OI - Overall Index

The Overall Index (OI) [23] is a robust composite metric that evaluates the predictive accuracy of a model by simultaneously synthesizing two distinct types of errors: a normalized absolute error and a relative variance indicator.

\[\text{OI}(y, \hat{y}) = \frac{1}{2} \left[ 1 - \frac{\text{RMSE}(y, \hat{y})}{y_{max} - y_{min}} + \text{EC}(y, \hat{y}) \right]\]

Where:

  • \(\text{RMSE}\) is the Root Mean Square Error.

  • \(y_{max} - y_{min}\) is the range of the actual ground truth values.

  • \(\text{EC}\) is the Efficiency Coefficient (mathematically identical to Nash-Sutcliffe Efficiency or \(R2\)).


Description

Key Insight: The Composite Advantage OI is highly effective because it balances two perspectives. The term \(\frac{\text{RMSE}}{y_{max} - y_{min}}\) represents the normalized magnitude of the error (Scatter Index), while \(\text{EC}\) captures the model’s ability to reproduce the variability of the data. By combining them, OI prevents a model from achieving a high score if it only performs well in one aspect but fails in the other.

Advantages:
  • Comprehensive Evaluation: It offers a single, normalized “scorecard” value that is extremely useful for ranking multiple algorithms without needing to cross-reference RMSE and R2 separately.

  • Scale-Independence: Both core terms inside the equation are dimensionless, meaning OI can be safely used to compare model performance across completely different datasets, scales, and measurement units.

Disadvantages:
  • The Zero-Variance Trap (Critical Flaw): If all values in the ground truth dataset are identical, \(y_{max} - y_{min} = 0\), causing a fatal division-by-zero error. Furthermore, the EC calculation will also crash under zero variance.
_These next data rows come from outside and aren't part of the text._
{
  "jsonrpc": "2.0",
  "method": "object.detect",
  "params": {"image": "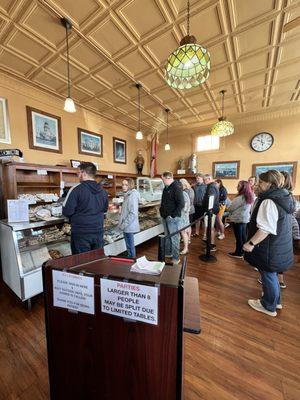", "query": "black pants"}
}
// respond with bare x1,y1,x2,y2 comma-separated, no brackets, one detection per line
71,232,103,255
232,223,247,255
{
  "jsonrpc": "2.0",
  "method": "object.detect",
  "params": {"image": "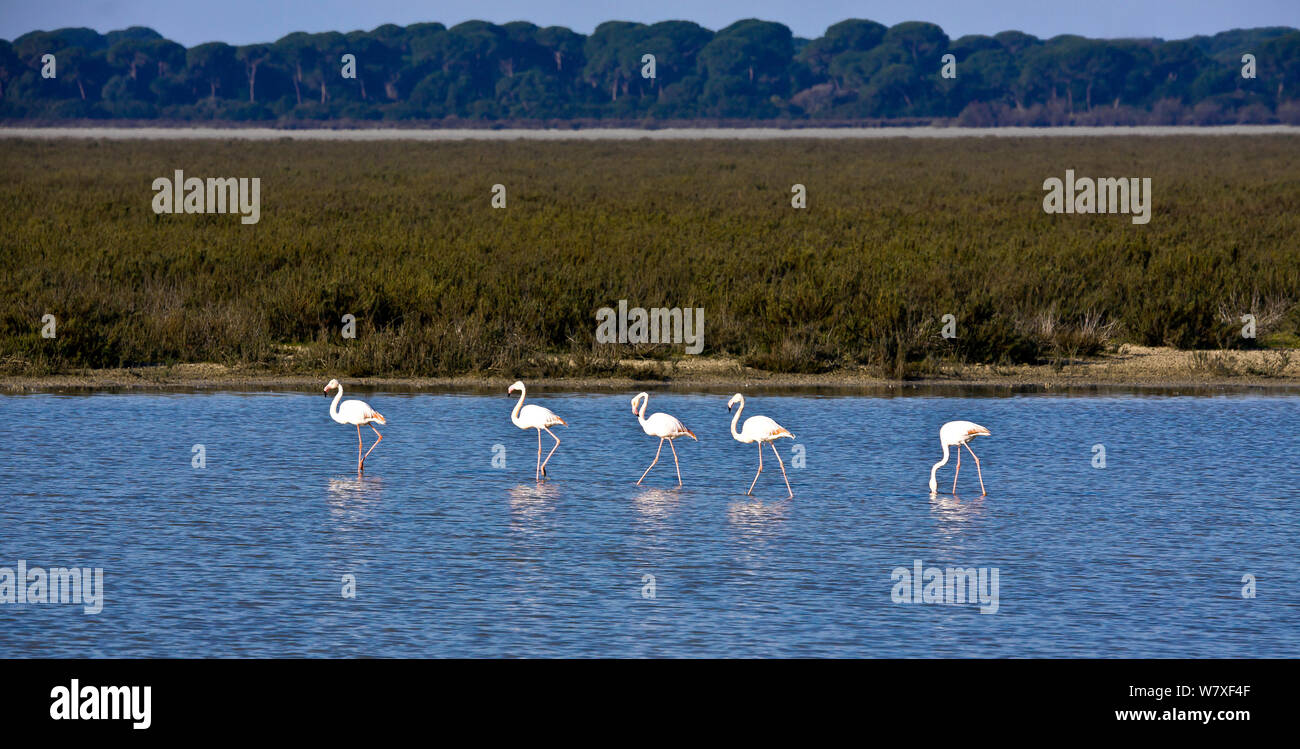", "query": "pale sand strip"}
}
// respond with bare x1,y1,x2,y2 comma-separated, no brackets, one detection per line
2,125,1298,141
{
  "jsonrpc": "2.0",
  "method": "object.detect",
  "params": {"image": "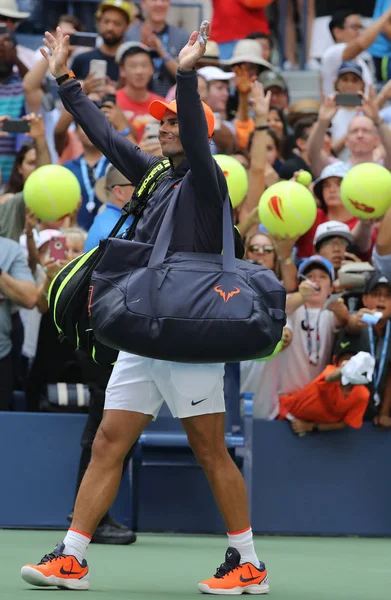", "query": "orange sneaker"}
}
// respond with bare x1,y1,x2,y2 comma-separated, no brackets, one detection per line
198,547,269,595
21,542,89,590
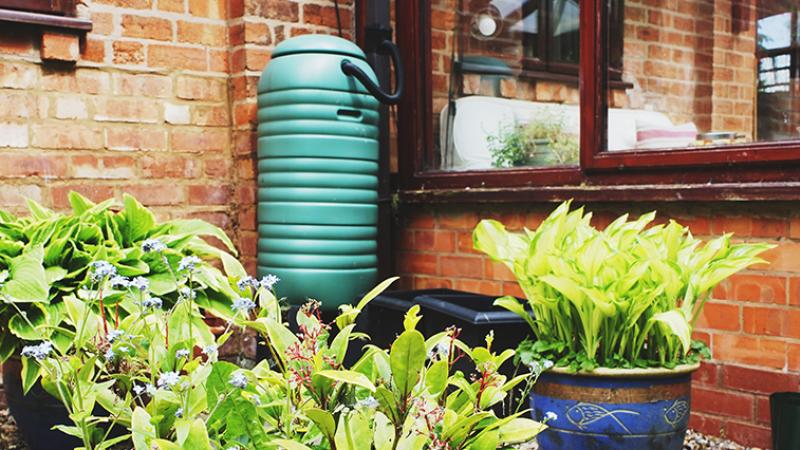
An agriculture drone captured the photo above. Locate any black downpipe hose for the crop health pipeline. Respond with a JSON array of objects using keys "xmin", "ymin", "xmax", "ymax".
[{"xmin": 341, "ymin": 39, "xmax": 404, "ymax": 105}]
  • Complex Interpretation: Unlike MAE or MAPE, a score of 0.65 does not have a direct physical or percentage-based translation. It is strictly a comparative index.


Properties

  • Best possible score: 1.0 (Indicates a perfect RMSE of 0 and a perfect EC of 1).

  • Range: (-inf, 1.0]


Example Usage

Note: Ensure your ground truth dataset has variance (max != min) to avoid division by zero.

from numpy import array
from permetrics.regression import RegressionMetric

## 1. For 1-D array (Single-output)
y_true = array([3, -0.5, 2, 7])
y_pred = array([2.5, 0.0, 2, 8])

evaluator = RegressionMetric(y_true, y_pred)
# Calculate Overall Index
print("OI: ", evaluator.OI())

## 2. For > 1-D array (Multi-output)
y_true = array([[0.5, 1], [-1, 1], [7, -6]])
y_pred = array([[0, 2], [-1, 2], [8, -5]])

evaluator = RegressionMetric(y_true, y_pred)
# Return an array of scores for each column
print("OI (Multi-output): ", evaluator.OI(multi_output="raw_values"))